There was an episode of Barney Miller on Election Day. The detective were called to a house where a woman was locked in her bathroom. Her husband had forced her into the john so she couldn’t vote. The husband explained that his wife hated him that she was going to vote against his candidate just to cancel out his vote. He wanted to make sure his vote counted.
Funny on TV. But in real life, it’s ridiculous. But that’s exactly what Alabama Senator Jeff Sessions is saying when he calls for federal spending cuts but not cuts that are directed at his state. Here’s how the New York Times wrote about it:
Mr. Sessions said money taken from NASA would not be saved but would instead be directed to other Obama administration priorities that he did not support. He said his preference would be to set an overall spending limit and allow Congress to determine what programs should get the money. “Then we can debate it,” Mr. Sessions said.
Sound familiar? It’s just another politician speaking out of both sides of his mouth. Sessions and Georgia Senator Saxby Chambliss talk to the national GOP while trying to placate the local GOP with mixed messages.
Granted, the Democrats are just as bad when it comes to fiscal responsibility.
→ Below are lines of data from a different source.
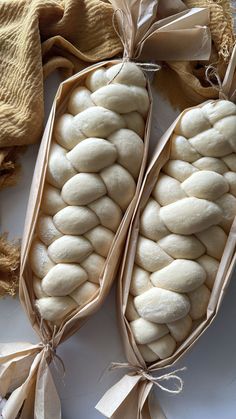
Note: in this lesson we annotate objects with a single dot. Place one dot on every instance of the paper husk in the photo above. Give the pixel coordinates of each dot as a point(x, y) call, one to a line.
point(131, 393)
point(24, 372)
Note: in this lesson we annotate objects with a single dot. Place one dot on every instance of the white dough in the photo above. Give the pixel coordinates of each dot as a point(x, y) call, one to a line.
point(37, 287)
point(80, 99)
point(161, 306)
point(96, 79)
point(150, 256)
point(84, 292)
point(163, 347)
point(199, 300)
point(182, 247)
point(211, 163)
point(65, 135)
point(69, 249)
point(145, 331)
point(140, 281)
point(227, 204)
point(230, 160)
point(167, 190)
point(93, 265)
point(179, 169)
point(121, 98)
point(98, 122)
point(181, 149)
point(75, 220)
point(127, 73)
point(206, 185)
point(190, 215)
point(55, 308)
point(214, 240)
point(135, 122)
point(211, 143)
point(151, 224)
point(180, 276)
point(46, 229)
point(211, 266)
point(62, 279)
point(131, 312)
point(192, 123)
point(108, 212)
point(52, 201)
point(120, 185)
point(231, 179)
point(39, 259)
point(92, 155)
point(83, 188)
point(147, 354)
point(226, 126)
point(129, 148)
point(216, 110)
point(180, 329)
point(101, 239)
point(59, 168)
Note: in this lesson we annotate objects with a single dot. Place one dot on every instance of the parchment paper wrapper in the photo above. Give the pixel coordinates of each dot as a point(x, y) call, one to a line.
point(131, 393)
point(24, 368)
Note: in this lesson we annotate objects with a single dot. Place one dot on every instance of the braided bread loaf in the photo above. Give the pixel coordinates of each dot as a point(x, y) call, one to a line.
point(183, 230)
point(93, 166)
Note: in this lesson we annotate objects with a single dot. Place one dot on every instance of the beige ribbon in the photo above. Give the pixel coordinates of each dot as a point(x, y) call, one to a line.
point(226, 89)
point(129, 397)
point(145, 374)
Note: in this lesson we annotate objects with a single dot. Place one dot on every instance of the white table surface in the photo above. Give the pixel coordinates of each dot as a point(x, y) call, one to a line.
point(210, 380)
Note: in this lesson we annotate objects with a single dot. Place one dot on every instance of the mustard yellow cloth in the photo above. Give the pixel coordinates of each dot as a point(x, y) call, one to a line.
point(39, 36)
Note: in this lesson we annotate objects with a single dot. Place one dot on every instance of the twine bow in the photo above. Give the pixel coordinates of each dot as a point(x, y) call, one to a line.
point(49, 347)
point(156, 380)
point(128, 54)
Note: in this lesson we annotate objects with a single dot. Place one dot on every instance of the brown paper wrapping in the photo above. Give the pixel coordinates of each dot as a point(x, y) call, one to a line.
point(24, 368)
point(133, 386)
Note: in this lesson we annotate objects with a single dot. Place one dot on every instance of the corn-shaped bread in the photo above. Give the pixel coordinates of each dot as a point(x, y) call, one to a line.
point(93, 167)
point(183, 230)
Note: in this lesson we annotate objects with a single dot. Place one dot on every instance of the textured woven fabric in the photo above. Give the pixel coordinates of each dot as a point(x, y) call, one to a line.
point(36, 37)
point(39, 36)
point(184, 83)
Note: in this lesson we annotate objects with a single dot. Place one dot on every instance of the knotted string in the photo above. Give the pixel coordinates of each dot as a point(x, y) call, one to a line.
point(224, 88)
point(49, 347)
point(145, 374)
point(127, 50)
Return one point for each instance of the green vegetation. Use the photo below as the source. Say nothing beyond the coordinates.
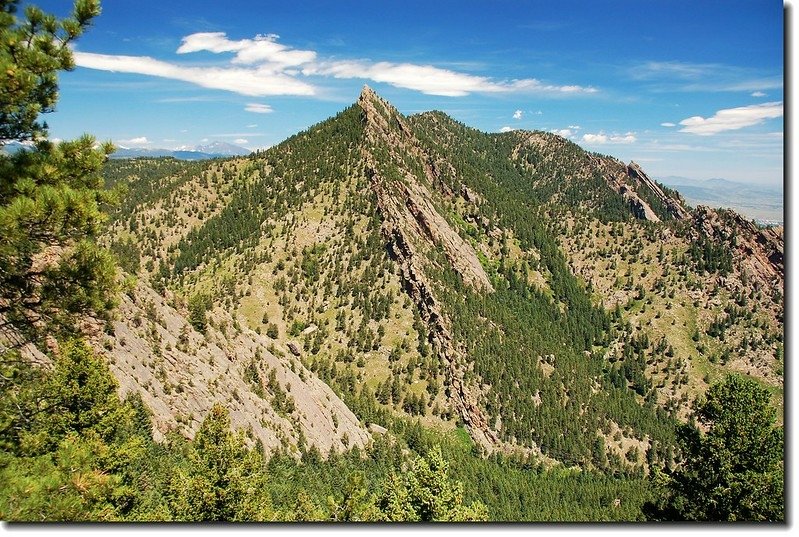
(586, 399)
(51, 270)
(735, 470)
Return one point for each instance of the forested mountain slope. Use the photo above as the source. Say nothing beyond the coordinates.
(550, 300)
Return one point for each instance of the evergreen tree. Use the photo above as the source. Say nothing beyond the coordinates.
(50, 268)
(734, 471)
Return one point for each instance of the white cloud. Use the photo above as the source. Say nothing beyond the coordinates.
(261, 66)
(139, 140)
(595, 138)
(732, 118)
(432, 80)
(263, 49)
(258, 108)
(602, 138)
(246, 81)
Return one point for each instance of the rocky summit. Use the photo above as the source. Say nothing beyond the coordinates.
(542, 297)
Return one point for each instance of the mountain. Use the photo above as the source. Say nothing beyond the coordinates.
(223, 148)
(377, 270)
(200, 152)
(764, 203)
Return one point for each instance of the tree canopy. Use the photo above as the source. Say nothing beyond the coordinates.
(51, 270)
(733, 469)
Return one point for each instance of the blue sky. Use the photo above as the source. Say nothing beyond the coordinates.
(689, 88)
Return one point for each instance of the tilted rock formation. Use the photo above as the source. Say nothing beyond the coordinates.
(409, 217)
(180, 374)
(760, 250)
(674, 207)
(410, 200)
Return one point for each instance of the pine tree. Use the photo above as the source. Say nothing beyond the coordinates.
(50, 196)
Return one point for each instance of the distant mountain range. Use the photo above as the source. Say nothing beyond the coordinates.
(763, 203)
(198, 152)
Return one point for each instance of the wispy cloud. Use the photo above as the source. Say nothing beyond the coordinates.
(566, 133)
(245, 81)
(433, 80)
(732, 119)
(258, 108)
(601, 138)
(711, 77)
(262, 66)
(139, 140)
(262, 50)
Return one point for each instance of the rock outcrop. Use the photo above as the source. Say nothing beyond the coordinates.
(760, 250)
(408, 200)
(413, 226)
(675, 208)
(180, 373)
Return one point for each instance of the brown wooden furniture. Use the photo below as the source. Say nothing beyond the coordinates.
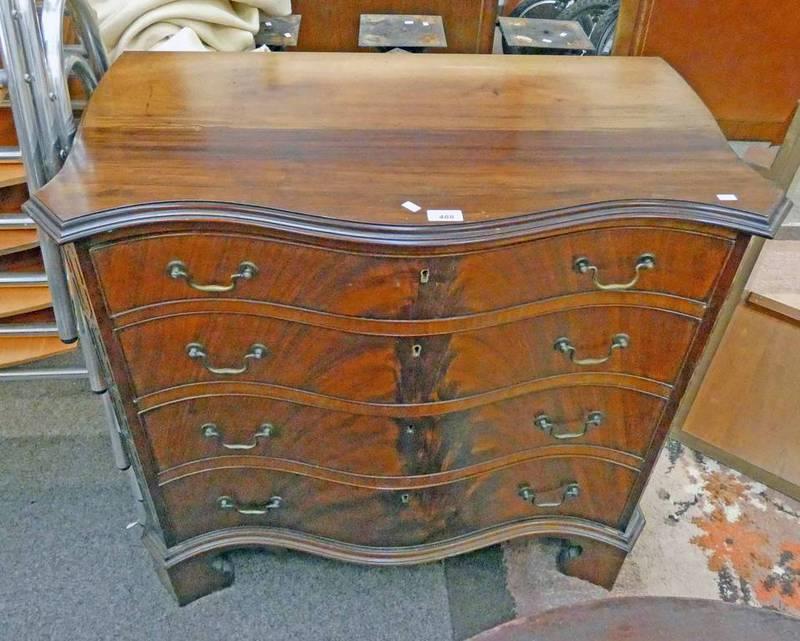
(649, 619)
(740, 57)
(299, 360)
(333, 25)
(749, 420)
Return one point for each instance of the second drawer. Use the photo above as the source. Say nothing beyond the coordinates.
(195, 348)
(216, 426)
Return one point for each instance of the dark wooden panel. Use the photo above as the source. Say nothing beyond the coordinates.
(333, 25)
(751, 89)
(398, 517)
(400, 445)
(387, 287)
(385, 369)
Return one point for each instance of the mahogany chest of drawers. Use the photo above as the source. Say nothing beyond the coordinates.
(393, 308)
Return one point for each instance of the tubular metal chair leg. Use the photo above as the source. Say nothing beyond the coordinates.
(59, 289)
(120, 456)
(96, 380)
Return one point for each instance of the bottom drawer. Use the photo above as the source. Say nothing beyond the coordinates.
(240, 496)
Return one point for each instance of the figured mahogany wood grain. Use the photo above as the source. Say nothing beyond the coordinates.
(395, 518)
(493, 136)
(333, 25)
(391, 287)
(400, 445)
(383, 369)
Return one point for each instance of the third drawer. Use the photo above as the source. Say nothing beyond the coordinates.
(209, 427)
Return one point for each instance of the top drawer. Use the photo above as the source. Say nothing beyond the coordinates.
(178, 266)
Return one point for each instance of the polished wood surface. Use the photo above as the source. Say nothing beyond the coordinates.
(333, 25)
(496, 137)
(649, 619)
(741, 58)
(393, 286)
(405, 363)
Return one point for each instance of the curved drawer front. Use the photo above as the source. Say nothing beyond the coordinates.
(191, 348)
(181, 266)
(392, 518)
(218, 426)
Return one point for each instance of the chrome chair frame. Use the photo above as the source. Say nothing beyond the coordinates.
(38, 66)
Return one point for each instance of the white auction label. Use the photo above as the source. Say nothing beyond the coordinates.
(445, 215)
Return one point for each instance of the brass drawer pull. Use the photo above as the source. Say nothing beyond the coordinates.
(568, 492)
(228, 503)
(197, 352)
(548, 426)
(211, 432)
(177, 270)
(643, 263)
(564, 345)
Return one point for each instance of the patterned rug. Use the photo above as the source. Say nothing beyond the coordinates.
(711, 533)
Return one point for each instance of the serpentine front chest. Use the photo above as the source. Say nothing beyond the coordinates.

But the GOP on this issue are bigger hypocrites. They tout themselves as the party of fiscal responsibility.
I know many of you who read this will complain about me being an apologist for the Democrats or you will label me liberal. I’m neither. I may lean to the left on social issues, but when it comes to fiscal issues I am a conservative. Does that make me a libertarian? Not really.
What it does make Jeff Sessions and Saxby Chambliss: double-talk politicians who have foresaken what was truly great about the GOP long before the Neo-cons and the extremists took over.